Before Sleep
Art by Rebecca J. Hartman
“…letting it loose like a kite on a broken string…”—Truman Capote
Things fall away. We lose desires and memories, time passes, and much less seems to matter. Still, at night, worries surface and climb, like kites on a string. How to snip them loose?
It seems essential to recall what grounds us, what we have always loved, who we have always been, the few things that remain without question. In the quiet we can collect again—that is, re-collect—the consistent threads: gardenias beneath a childhood window; gardens admired on elegant streets in the South; the first corsage for a junior high school dance. Always there has been a little skip of the heart for flowers, for nature.
And the people we still love? We have always loved them, from the first time we knew them, and if we had only a dozen to gather around us, we could list them with no trouble. These remain.
Last night I walked through every room of the house, surveying shelves for beloved books. I was thinking of a post by a Florida friend, quoting Erasmus: “Before you go to sleep, read something that is exquisite, and worth remembering.” I gathered ten old friends, hardbacks and paperbacks, and tried some of them again, one at a time.
The books. There have always been the books, the words, the ideas, the search for comfort, beauty, and the sacred. I do not have to hold these too tightly. Some things we do not lose, at least while in a reasonable state of mind.

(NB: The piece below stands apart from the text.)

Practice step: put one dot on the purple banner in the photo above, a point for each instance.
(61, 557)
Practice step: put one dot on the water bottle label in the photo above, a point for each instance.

All that we have loved, cared for, and gathered into ourselves becomes a part of us, whether in a reasonable state of mind or not. I imagine this energy, these loves, this illumination going with us wherever we go on earth. I like to imagine, too, that it rises like “hearts…hurrying toward heaven” (Capote).
If we can hold even a piece of this insight authentically as our own—that some things are of the “essence,” and the passing or superficial can be snipped away—then I think we can rest and reclaim what we think we have lost.
Fill in the Blank Verse (Evening Note #3) Beyond the glass, against the upper pane backlit leafless limbs of hawthorn twigs tangle, twist in wind, far from the roots that reach down, grounded in a deeper source. I turn to ease the ache of lying still; the dog turns too, and she reclaims her spot against the tender bend behind my knees. Give me understanding, a request as snowplows pace the pavement of the street, grinding teeth on asphalt, chomping ice. Show me the way to fill in all the blanks of people and the places I have been. Briefly I sleep and dream of scented warmth; camellias drop and I’m a child again A slant of light (a serving, sliver, slice) illuminates the upper window glass...



Before sleep I will read something exquisite. The Notebook. January 17.